I'm looking at a variety sitting inside the algebraic torus $(\mathbb{C}\setminus 0)^n$ generated by the ideal $I = (*x_1^{\alpha_1} + \cdots + *x_n^{\alpha_1}, \dots, *x_1^{\alpha_k} + \cdots + *x_n^{\alpha_k})$, where the $*$ are generic complex numbers who may be zero. Each of the $k\leq n$ polynomials in the ideal belongs to $\mathbb{C}[x_1,\dots,x_n]$ and is homogeneous with no cross terms.

I want to compute the Euler characteristic (i.e. the alternating sum of Betti numbers) of this variety. My question is the following:

How, if at all, is the Euler characteristic of the variety generated by $I$ related to the Euler characteristic of the linear variety generated by $I' := (*x_1 + \cdots + *x_n, \dots, *x_1 + \cdots + *x_n)$?

My hope is that these two numbers are either equal or differ only by a factor of the $\alpha_i$.
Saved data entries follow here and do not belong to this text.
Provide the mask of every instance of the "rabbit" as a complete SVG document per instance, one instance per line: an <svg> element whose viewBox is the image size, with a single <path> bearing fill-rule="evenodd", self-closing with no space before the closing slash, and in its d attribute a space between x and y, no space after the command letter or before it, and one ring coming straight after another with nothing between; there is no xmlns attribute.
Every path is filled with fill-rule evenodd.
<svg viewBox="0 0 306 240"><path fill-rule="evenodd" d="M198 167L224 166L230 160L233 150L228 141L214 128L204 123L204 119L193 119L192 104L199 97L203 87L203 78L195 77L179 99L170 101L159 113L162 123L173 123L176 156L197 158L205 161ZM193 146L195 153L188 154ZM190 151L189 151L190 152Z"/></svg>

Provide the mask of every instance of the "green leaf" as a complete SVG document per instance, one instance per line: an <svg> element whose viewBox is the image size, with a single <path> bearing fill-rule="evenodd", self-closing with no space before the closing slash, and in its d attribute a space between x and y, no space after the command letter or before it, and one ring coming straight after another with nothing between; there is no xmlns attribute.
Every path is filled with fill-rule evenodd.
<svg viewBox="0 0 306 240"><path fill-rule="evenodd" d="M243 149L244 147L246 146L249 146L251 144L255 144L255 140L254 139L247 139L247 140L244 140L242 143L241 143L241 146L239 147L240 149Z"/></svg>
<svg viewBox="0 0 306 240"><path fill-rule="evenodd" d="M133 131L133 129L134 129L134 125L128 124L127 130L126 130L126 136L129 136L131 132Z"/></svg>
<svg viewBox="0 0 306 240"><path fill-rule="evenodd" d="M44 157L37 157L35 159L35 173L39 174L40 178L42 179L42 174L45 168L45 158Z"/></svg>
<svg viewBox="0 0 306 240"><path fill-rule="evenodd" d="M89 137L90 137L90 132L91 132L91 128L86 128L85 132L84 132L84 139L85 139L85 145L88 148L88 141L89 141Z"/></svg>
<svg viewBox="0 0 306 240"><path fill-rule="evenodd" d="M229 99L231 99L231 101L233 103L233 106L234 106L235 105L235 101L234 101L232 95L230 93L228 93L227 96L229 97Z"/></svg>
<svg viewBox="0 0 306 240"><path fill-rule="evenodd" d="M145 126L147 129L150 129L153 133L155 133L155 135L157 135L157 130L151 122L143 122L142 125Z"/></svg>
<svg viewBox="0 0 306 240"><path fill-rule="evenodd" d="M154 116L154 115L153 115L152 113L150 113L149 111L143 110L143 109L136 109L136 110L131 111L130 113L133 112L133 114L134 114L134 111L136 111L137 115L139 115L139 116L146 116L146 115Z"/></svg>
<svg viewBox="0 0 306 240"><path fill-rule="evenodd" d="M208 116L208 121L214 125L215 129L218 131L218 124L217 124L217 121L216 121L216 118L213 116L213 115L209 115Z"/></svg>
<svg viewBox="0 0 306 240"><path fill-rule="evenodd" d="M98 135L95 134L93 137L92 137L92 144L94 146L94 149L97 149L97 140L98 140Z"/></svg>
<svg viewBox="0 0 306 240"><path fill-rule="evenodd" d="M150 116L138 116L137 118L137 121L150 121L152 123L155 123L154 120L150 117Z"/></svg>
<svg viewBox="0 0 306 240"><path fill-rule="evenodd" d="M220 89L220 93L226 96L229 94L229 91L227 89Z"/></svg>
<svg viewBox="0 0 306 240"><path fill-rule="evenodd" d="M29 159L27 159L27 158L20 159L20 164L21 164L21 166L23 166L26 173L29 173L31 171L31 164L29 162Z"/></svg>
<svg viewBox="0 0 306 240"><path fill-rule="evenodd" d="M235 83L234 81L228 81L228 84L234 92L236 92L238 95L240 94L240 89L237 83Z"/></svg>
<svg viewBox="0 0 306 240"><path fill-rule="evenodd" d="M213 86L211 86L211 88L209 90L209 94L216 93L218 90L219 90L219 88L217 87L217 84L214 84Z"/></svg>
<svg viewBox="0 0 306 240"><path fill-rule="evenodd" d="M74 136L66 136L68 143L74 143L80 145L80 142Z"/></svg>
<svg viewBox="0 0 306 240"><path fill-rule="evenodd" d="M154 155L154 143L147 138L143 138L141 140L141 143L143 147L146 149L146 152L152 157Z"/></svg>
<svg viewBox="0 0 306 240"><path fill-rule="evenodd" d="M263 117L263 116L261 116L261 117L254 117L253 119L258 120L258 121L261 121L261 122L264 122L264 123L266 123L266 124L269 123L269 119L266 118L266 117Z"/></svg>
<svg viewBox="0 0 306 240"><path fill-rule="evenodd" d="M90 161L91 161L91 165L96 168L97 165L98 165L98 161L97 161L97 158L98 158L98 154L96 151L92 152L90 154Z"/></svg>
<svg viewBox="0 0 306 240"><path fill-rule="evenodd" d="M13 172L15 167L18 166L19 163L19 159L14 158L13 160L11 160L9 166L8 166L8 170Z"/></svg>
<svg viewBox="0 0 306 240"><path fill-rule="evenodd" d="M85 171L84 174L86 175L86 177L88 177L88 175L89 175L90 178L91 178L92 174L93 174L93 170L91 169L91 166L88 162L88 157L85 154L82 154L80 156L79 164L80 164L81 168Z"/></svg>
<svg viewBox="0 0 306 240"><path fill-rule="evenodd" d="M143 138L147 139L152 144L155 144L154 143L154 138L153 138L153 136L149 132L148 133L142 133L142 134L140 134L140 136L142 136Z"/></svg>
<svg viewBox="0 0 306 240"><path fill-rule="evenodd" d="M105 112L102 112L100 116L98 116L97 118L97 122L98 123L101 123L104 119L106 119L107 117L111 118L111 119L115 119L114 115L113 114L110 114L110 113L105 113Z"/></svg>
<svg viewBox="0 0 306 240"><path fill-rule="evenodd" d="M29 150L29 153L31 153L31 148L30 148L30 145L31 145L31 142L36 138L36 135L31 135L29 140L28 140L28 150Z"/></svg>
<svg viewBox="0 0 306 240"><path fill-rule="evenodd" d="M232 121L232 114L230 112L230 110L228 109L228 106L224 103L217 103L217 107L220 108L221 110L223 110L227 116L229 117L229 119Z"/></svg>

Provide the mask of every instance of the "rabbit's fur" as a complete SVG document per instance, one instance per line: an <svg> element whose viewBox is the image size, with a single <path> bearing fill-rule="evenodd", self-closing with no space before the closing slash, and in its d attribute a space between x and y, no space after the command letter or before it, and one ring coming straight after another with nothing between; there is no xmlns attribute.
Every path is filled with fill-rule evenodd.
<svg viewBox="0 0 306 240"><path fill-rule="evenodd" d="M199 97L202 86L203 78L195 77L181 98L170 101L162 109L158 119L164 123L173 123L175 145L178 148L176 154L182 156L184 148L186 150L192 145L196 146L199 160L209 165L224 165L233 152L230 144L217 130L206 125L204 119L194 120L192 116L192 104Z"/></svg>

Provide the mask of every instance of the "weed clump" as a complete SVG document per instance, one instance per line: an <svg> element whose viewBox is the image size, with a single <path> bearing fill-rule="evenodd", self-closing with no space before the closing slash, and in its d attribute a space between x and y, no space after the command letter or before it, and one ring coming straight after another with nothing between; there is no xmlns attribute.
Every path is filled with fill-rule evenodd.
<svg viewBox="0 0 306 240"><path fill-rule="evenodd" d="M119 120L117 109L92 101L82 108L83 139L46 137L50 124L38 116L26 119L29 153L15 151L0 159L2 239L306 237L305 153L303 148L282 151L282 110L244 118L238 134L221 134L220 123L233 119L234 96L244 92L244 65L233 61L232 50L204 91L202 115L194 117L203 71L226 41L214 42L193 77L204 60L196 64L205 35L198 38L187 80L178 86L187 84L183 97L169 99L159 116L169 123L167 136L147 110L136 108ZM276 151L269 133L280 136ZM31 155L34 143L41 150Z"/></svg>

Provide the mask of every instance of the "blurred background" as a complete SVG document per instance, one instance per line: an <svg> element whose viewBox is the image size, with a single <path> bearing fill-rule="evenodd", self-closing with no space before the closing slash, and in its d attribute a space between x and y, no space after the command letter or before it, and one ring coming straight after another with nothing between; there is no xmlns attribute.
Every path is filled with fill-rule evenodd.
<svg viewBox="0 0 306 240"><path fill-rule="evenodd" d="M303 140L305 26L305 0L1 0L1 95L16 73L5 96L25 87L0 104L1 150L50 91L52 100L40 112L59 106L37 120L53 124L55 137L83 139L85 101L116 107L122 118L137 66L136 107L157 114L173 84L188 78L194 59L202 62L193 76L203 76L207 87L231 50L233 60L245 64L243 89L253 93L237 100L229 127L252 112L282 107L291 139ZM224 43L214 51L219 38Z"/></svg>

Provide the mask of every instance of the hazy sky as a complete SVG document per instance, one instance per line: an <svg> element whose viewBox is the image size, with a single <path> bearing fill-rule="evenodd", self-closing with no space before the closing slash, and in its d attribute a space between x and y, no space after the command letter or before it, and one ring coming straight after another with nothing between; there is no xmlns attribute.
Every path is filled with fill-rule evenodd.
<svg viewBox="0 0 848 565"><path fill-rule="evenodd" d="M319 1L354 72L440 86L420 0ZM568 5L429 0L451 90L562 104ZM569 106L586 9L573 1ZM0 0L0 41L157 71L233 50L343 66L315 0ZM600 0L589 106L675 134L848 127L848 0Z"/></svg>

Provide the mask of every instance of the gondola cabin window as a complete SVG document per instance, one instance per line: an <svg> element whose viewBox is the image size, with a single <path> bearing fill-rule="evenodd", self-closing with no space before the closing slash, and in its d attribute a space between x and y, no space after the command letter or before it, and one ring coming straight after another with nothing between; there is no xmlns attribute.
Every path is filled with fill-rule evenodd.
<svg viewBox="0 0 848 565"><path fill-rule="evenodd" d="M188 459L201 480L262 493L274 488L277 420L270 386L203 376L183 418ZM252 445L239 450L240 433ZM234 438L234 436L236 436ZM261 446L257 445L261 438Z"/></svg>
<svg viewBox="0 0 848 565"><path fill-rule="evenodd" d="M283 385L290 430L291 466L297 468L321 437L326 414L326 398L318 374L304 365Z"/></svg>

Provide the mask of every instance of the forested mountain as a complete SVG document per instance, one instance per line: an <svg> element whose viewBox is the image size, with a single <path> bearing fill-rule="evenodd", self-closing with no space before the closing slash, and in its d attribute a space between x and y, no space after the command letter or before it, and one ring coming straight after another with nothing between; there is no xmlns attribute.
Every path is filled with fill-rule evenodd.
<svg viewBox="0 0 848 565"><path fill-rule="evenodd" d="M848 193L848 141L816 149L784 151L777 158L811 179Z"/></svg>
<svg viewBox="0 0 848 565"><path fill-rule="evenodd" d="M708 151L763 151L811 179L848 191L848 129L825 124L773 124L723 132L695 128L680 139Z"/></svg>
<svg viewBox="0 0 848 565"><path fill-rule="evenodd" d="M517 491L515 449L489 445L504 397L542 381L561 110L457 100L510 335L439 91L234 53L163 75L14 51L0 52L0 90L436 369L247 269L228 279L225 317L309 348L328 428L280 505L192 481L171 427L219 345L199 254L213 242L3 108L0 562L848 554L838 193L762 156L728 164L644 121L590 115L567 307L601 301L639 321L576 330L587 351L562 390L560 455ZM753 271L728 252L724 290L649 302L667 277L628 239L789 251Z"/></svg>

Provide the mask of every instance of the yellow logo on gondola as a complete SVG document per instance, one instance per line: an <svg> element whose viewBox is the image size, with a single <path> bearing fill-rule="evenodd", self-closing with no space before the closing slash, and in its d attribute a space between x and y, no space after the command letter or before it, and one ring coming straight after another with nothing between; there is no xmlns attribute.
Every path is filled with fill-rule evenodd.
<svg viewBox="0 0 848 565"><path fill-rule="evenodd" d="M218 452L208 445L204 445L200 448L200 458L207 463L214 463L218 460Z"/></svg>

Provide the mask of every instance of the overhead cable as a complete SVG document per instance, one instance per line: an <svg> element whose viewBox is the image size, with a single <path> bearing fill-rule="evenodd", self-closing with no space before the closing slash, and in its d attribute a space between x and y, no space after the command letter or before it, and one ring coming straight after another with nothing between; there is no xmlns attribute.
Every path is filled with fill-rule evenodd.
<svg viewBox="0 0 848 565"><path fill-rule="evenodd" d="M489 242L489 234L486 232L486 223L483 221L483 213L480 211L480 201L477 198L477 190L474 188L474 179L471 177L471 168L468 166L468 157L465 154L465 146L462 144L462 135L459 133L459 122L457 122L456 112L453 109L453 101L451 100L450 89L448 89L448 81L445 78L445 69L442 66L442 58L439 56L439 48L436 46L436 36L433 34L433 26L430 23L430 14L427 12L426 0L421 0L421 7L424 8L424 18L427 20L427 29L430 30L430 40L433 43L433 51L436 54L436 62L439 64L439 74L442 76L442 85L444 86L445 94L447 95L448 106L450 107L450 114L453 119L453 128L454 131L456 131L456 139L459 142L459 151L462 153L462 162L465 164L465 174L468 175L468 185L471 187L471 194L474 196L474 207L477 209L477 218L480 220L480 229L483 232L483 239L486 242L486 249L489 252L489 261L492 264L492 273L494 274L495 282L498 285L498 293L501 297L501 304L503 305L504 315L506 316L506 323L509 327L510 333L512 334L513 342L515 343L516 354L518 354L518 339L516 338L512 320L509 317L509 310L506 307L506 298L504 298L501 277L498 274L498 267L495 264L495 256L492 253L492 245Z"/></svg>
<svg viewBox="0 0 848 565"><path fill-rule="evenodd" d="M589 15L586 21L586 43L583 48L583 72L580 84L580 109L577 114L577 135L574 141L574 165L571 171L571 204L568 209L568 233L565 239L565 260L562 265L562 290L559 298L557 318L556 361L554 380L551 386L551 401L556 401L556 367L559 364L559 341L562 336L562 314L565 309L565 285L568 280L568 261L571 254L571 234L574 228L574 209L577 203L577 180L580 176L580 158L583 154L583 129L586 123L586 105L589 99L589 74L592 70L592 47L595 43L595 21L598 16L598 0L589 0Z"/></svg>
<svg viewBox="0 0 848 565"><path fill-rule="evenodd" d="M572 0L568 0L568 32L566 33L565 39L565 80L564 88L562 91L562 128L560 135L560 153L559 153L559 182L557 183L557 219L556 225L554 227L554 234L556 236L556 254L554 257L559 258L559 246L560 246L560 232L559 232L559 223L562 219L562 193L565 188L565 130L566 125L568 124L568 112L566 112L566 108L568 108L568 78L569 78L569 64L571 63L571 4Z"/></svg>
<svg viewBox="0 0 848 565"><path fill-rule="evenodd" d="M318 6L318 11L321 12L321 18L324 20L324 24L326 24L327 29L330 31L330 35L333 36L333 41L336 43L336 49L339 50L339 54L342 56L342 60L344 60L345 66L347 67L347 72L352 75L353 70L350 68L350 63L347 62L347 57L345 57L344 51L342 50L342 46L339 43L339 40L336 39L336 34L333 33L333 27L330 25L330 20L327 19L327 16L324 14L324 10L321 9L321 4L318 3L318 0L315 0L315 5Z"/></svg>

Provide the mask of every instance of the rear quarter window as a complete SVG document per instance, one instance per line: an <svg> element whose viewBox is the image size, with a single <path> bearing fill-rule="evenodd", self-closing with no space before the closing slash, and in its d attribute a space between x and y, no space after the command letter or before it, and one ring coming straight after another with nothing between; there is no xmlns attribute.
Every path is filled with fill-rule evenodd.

I'm coming to this problem from a combinatorics standpoint, and so I have a hope that this Euler characteristic is actually just counting the number of regions of a certain hyperplane arrangement.

Thanks for anything!

Answer 1

Such a variety always has Euler number zero. This is because:

1. Due to being cut out by homogenous equations, it is invariant under the $\mathbf{C}^*$ action $t.(x_1,\ldots,x_n) \to (tx_1, \ldots, t x_n)$.

2. This action on $(\mathbf{C} \setminus 0)^n$ has no fixed points.

3. The Euler number of a variety equipped with a $\mathbf{C}^*$ action is equal to the sum of the Euler numbers of the fixed loci.